La ricerca della felicità

Basta leggere questa frase e il pensiero corre lì: al film con Will Smith e a quella storia intensa e commovente in cui un padre non si arrende, continuando a credere in un futuro migliore anche quando tutto sembra andare nella direzione opposta.

Eppure, questa frase non appartiene solo al cinema. Appartiene anche ad un’azienda.
A Laica, la fabbrica del cioccolato.

Abbiamo incontrato il team Laica venerdì scorso nella loro sede di Arona sulle sponde del lago Maggiore, in occasione di una giornata di team building trascorsa insieme ai nostri amici e partner di CreatePR.

Una giornata in cui ci siamo lasciati guidare dalla squisita accoglienza e professionalità di Fabio Saini AD di Laica, Maura Bosi Responsabile R&D e Valentina Gioia HR Manager, tra aromi e sapori, degustazioni di fondenti memorabili e visita ai reparti di produzione e confezionamento.

Ma non solo.
Da questa esperienza siamo usciti con risposte, nuove curiosità e un interrogativo rimasto aperto più di tutti: cos’è la felicità?

MCI Brand Appeal | La ricerca della felicità
MCI Brand Appeal | La ricerca della felicità

La ricerca della felicità è una domanda che cambia forma nel tempo.
Per qualcuno è libertà, equilibrio, salute. Per altri è tempo, pace, cambiamento.
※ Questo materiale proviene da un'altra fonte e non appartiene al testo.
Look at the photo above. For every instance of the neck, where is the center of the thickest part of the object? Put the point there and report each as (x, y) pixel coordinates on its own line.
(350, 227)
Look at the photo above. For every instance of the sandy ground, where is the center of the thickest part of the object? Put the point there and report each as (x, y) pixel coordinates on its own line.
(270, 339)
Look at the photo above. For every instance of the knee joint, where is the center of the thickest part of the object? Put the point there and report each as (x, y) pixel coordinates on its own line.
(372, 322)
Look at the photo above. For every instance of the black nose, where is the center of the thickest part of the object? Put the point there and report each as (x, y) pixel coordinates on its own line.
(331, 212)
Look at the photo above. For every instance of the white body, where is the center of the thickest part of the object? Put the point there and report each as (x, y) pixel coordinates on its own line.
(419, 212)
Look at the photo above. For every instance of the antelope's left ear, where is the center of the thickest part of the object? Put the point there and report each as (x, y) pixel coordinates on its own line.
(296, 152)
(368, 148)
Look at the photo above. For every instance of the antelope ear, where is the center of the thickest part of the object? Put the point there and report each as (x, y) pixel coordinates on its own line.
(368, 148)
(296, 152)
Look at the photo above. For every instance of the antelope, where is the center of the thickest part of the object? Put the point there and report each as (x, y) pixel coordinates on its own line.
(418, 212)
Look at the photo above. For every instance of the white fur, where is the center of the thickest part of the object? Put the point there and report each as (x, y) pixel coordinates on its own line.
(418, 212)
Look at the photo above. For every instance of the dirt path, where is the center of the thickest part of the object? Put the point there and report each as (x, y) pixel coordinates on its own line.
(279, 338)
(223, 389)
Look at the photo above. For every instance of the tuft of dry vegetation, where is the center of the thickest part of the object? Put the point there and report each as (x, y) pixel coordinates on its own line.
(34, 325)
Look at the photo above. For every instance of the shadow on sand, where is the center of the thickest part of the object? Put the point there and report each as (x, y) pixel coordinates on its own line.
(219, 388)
Per altri ancora ha il volto della famiglia, o il senso profondo di sentirsi parte di qualcosa che mette davvero al centro le persone.

E invece, sorprendentemente, anche lì può accadere qualcosa.

La felicità, più che un traguardo, somiglia a un percorso. A una ricerca fatta di tentativi, cadute, intuizioni, bisogno di riconoscere un senso in ciò che facciamo ogni giorno.

Come il lavoro.
E non si pensi solo al lavoro desiderato, creativo o appagante, ma anche a quello più duro, ripetitivo, faticoso. Quello che, visto da fuori, sembrerebbe molto lontano dall’idea di realizzazione.

E invece, sorprendentemente, anche lì può accadere qualcosa.

Accade quando una persona non è solo una presenza dentro un turno, una mansione, un risultato, ma qualcuno da ascoltare e valorizzare. Quando può partecipare, esprimersi, sentire che la propria voce ha un peso e che il proprio contributo lascia un segno. Quando non è semplicemente vista ma guardata.

Allora lì il lavoro smette di essere solo dovere.
Può diventare relazione, appartenenza, possibilità.
Può diventare uno spazio in cui ritrovare dignità, desiderio, persino sogno.
Grazie Laica per avercelo ricordato!
Perché, in fondo, la ricerca della felicità non parla solo di una bella storia o di una visione aziendale illuminata.

Parla di ciascuno di noi.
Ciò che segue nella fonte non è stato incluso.